There are some (incomplete) approach to check if the user is a person or a bot, but not if the users are distinct person as of my knowledge.
I don't think your documents get shared with the website directly, just your verification status, but I'm not 100% sure about that.
And I think the verification process mixes and matches ID checks, employment records, credit records, text messages, etc., kinda like how a bank asks you "Which of these streets, if any, did you ever live on?". There are different questions for different kinds of verifications.
> Without relying on any document issues from government
This does not seem to fit their criteria for a solution
At the end of the day, I don't think there's any non-governmental, non-biometric, non-financial way to really cross-check physical and online identities. It's gotta be tied into the real world somehow, and outsourcing it makes a lot more doable...
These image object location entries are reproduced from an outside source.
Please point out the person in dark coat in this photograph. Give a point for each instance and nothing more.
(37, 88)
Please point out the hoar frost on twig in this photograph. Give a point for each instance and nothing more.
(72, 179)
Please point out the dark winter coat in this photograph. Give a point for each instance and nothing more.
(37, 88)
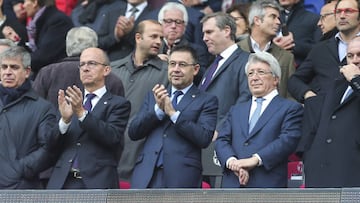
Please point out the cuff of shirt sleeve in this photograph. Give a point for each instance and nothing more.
(228, 161)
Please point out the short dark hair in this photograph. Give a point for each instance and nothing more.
(188, 49)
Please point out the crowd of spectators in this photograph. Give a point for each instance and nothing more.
(151, 91)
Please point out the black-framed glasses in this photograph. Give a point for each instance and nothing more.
(170, 21)
(91, 64)
(260, 73)
(181, 64)
(347, 11)
(323, 16)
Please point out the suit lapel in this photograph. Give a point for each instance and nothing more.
(268, 113)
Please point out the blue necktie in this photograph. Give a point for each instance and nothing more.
(256, 115)
(210, 73)
(88, 107)
(347, 94)
(174, 101)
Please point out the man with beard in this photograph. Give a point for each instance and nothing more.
(139, 72)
But yeah, if they don't want the user to have to provide documents at all, I think they're just SOL.
The airport pay-to-skip-lines company (can't remember their name) uses a similar iris scanner setup to check people in, but presumably there they have tight controls over their devices and have human employees always standing by to try to limit abuse. It'd be pretty suspicious if you walked in with a fake eyeball or such there.
But anyone can buy a Worldcoin orb, right? Is it going to be like the console DRM wars, where once someone manages to root or extract a private key from such from a device, they can use it to make fake identities?
Seems kinda like a tough problem when you really mean to follow through, especially when making the least amount of concessions. It'd probably be easiest to integrate with existing government systems like eID, but that's region-specific and who knows how trustworthy that is long-term. I guess, there's also these sorta weird identification services that banks use (hold ID card and face into the video feed and variants), but same problem.
As for conceiving such a system in the first place, good luck ;)
Text messages are a little harder to fake/share, I suppose, but also more expensive to verify.
See the experiential point that it is better to keep the 80/20 rule in mind. Most users are not going to abuse the system, and those that do, do so with dozens or hundreds of accounts, not 2-3
I have never used my real-world identity on the internet, and won't start now. I think it's a bit nuts that people are willing to, but to each their own.
You could get by with requiring a unique phone number, but that still risks excluding users, and can get expensive if you intend on catering to an international audience. Even in that case, some people may have a landline and a cell phone, or they may use a friend/spouse/relative’s phone to circumvent your limits.
In the US, anyway, you can also get burner phones for about $10 at local stores. I do this routinely if someone is requiring a phone number to register for something that I really want to register for.
Are the cameras watching the purchase? Can you pay cash? Is any record beyond a sales receipt generated?